The government chief whip will surely have a smile on his face after the government’s Northern Ireland Protocol Bill passed its second reading with a majority of 74 – and not a single Tory vote against it. You might not have guessed it, with the news awash earlier this week with damning statements from several Tories’ Twitter accounts; but neither former PM Theresa May, who bluntly said the bill was “not legal”, nor Conservative chair of the Commons Northern Ireland affairs committee Simon Hoare, who described it as a “failure of statecraft”, walked the way they’d talked.

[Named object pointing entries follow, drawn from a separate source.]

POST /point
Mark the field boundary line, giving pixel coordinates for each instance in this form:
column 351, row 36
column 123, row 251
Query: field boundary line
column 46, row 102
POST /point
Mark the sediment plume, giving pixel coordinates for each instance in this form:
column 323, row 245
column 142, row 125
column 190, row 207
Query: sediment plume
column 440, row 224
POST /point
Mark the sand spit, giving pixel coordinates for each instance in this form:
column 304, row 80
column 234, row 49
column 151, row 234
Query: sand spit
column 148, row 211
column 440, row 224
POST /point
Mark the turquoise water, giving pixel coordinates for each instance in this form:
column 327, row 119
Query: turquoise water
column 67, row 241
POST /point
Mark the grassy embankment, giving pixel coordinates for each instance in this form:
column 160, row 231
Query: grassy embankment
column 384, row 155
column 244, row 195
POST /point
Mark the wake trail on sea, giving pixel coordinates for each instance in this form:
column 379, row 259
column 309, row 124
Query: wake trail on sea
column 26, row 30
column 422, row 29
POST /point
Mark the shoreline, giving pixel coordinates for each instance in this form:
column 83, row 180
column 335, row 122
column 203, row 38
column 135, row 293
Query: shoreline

A sudden change of heart? Unlikely. The 72 tory MPs – including May and Hoare – who abstained prove that not all is well in Tory land. More likely, it is a canny move by Heaton-Harris who may finally be beginning to get a grip on the long-term dysfunctional Tory parliamentary mismanagement. Time will tell.

Middle Ranking

 Angela Rayner

Angela Rayner

 

Labour’s second in command proved her mettle during the Battle of the Deputies at PMQs this week. Utilising clear communications and passionate lines of attack left Deputy PM Raab with only hesitancy, hypocrisy, and a distasteful wink following the half-hour heated punch-up. Comparing the Tory MPs’ chortling with laws to outlaw people protesting outside Westminster, or Boris’s absence from the Chamber with an attempt to ‘flee the country’, it is Rayner and Labour who led the dance following the session.

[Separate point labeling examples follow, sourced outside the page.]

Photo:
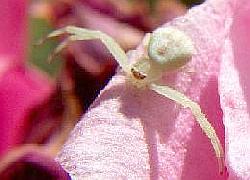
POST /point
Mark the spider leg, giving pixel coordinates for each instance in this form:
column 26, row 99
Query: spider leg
column 200, row 117
column 77, row 34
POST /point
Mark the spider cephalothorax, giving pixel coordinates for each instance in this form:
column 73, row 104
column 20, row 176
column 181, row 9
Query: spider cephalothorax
column 166, row 49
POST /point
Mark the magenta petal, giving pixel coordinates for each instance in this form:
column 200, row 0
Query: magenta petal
column 20, row 91
column 34, row 165
column 13, row 29
column 138, row 134
column 235, row 93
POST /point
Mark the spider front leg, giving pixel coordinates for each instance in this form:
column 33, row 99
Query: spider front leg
column 200, row 117
column 77, row 34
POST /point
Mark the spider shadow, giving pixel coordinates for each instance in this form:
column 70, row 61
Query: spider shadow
column 155, row 113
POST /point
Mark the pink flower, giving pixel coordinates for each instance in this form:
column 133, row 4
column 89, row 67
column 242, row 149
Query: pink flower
column 21, row 88
column 133, row 133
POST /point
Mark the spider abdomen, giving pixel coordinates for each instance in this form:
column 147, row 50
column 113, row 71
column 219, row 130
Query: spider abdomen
column 170, row 47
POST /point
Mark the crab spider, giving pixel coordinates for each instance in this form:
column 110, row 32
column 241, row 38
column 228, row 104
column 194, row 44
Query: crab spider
column 167, row 49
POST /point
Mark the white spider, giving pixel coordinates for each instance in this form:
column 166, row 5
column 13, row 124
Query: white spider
column 167, row 49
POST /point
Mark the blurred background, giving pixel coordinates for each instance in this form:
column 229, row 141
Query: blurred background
column 40, row 101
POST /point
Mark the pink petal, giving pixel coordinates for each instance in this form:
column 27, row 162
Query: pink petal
column 138, row 134
column 235, row 93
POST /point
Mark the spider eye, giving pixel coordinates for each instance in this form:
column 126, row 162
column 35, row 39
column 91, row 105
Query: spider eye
column 169, row 46
column 138, row 75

That’s all very well, and may do wonders for Labour’s media reputation, but it’s the reputation among voters that matters. Throwing arrows against the government at the despatch box will only go so far. It’s more entertaining to watch, but not necessarily more convincing for an electorate that is pleading to be shown a different direction.

Sinking Quickly

 George Eustice

George Eustice

 

‘Investigated for untreated sewage’ – there’s a line you don’t want on your CV. Particularly if you’re the Environment Secretary of State, who will want to quickly wash his hands of the Office for Environmental Protection’s investigation into untreated sewage being pumped into rivers and seas in England.

The investigation will seek “to determine whether these authorities have failed to comply with their respective duties in relation to the regulation, including the monitoring and enforcement, of water companies’ own duties to manage sewage”. It follows the warning earlier this year by the Environmental Audit Committee that not a single river or lake in England currently has a clean bill of health – things are clearly not exactly going swimmingly for Eustice as he tries to keep his head above water.

 Douglas Ross

Douglas Ross

 

Leader of the Scottish Tories Douglas Ross finds himself in a bit of sticky situation. First Minister Nicola Sturgeon made it quite clear in her #indyref2 announcement that she had no confidence in Ross’s party to run Scotland, and yet Ross had already made it equally clear he had no confidence in Boris Johnson to run the Tories.

In this chicken-and-egg scenario of who-should-lead-who, the figure likely to be left the worst off is Ross himself, having been alienated by Sturgeon’s call for independence while declaring that he doesn’t back the PM south of the border. But if he thinks that rallying Scotland with the Union requires nothing more than joining the anti-Boris cross-party crowd, he might well be mistaken.